8. ‘Governments come and go. Iwi and hapū are forever.’
Those were the words uttered by Morgan near the end of his submission, bringing to mind a well-known whakataukī: “whatungarongaro te tangata, toitū te whenua – as man disappears from sight, the land remains”.
Morgan’s point was that while the government of the day may implement oppressive policy, iwi and hapū will still be here when the government eventually changes.
9. Treaty settlements are being treated as codification of treaty partnership.
Coates raised the point that the government was treating treaty settlements as a codification of treaty partnership by choosing to engage with settled entities rather than all hapū and iwi. She also highlighted that settled entities were being forced to use financial redress to fund litigation against the government, meaning they continued to be disadvantaged.
The damage was two-pronged, with some claimants highlighting that unsettled entities won’t feel they can enter agreements with this government in good faith, given its attitude towards Māori issues.

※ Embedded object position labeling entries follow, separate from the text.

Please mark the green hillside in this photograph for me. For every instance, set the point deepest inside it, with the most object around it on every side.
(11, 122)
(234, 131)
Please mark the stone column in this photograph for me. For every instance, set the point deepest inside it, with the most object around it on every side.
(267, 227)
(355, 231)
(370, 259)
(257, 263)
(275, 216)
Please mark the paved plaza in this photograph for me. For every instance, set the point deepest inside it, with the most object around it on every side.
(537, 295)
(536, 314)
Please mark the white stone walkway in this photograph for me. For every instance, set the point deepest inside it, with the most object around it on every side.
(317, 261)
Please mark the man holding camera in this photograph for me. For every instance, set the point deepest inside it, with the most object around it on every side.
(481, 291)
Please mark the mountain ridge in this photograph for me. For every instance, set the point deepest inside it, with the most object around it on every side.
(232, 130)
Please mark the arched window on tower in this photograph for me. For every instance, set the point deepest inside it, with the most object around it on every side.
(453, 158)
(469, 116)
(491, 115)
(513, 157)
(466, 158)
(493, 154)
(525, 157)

10. There are a lot of grey areas.
Speaking alongside Morgan, Waikato-Tainui chief executive Donna Flavell highlighted that the government was only choosing to review legislation where it was bound to “give effect to” te tiriti. She questioned why every piece of legislation that included this language wasn’t part of the review.
Aaron Taikato, manuhautū of Far North District Council’s Te Hono unit, spoke of his experience working for Corrections, the Department of Conservation and local government authorities. He said that in his experience, defining what “giving effect to” meant was very subjective and often left to whoever was in charge.
“White fragile systems will hire white fragile thinkers,” Taikato said.
The tribunal panel, consisting of Judge Caren Fox, Derek Fox, Paul Hamer and Kevin Prime, is now waiting for closing submissions from both the Crown and claimants before writing its report, which is expected to be published prior to the first reading of the bill, which is likely to be introduced to parliament early next month.